Ocean exploration NGO OceanX took a detour around Africa as an opportunity to demonstrate how artificial intelligence can solve real-world scientific challenges through its implementation aboard the advanced research vessel OceanXplorer. According to science programme director Mattie Rodrigue, integrating AI into their operations has fundamentally transformed marine research capabilities. “AI has been a complete game changer,” she told Bizcommunity in a recent discussion detailing how the technology enables real-time data processing and analysis during expeditions.
The OceanXplorer is docked in Cape Town until the end of the week.
Before deploying any assets into the deep, the OceanX team employs a systematic approach that begins with acoustic mapping – using sound waves to create detailed images of previously unexplored underwater environments.
This initial step allows researchers to build a comprehensive picture of marine ecosystems before sending out expensive equipment.
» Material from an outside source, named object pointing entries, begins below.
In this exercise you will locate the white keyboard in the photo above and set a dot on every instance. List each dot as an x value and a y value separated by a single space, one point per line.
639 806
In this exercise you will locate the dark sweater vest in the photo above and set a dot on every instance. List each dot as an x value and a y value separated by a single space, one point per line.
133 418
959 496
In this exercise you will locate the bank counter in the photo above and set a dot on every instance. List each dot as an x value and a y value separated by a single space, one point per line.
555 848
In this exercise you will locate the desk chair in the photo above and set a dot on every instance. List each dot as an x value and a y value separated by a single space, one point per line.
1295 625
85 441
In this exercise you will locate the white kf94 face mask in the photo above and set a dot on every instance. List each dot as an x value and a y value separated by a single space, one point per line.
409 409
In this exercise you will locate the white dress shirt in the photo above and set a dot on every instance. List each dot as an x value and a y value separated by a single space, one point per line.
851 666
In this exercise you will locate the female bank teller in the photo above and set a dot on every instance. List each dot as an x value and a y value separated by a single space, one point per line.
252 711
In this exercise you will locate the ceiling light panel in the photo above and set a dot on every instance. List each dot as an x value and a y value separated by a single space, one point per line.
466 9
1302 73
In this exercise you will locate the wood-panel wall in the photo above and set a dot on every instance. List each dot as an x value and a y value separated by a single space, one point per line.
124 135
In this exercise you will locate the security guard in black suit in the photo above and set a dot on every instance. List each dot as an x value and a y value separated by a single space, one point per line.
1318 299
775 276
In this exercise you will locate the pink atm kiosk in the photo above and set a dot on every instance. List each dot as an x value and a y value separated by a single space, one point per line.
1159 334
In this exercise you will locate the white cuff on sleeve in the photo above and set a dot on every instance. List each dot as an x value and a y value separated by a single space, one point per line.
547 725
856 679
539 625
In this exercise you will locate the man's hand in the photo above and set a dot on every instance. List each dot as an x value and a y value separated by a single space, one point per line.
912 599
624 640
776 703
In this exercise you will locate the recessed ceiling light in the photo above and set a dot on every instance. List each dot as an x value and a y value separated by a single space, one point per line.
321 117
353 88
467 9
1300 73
“This is how we go to an area that no one has ever seen before and put a picture of the ecosystem together layer by layer just by using sound,” Rodrigue explained.
This practical application of technology optimises research efficiency and ensures operational safety in unknown territories.
Actually useful AI
The most significant AI implementation comes in the form of real-time species identification.
OceanX team has trained specialised AI models to automatically classify marine life from live video feeds captured by remotely operated vehicles (ROVs).
Mattie Rodrigue (right) guided a media tour of OceanXplorer
While the initial training requires high-resolution footage and new cameras, the resulting AI systems can independently identify species during dives, dramatically streamlining data collection processes that previously required extensive manual review.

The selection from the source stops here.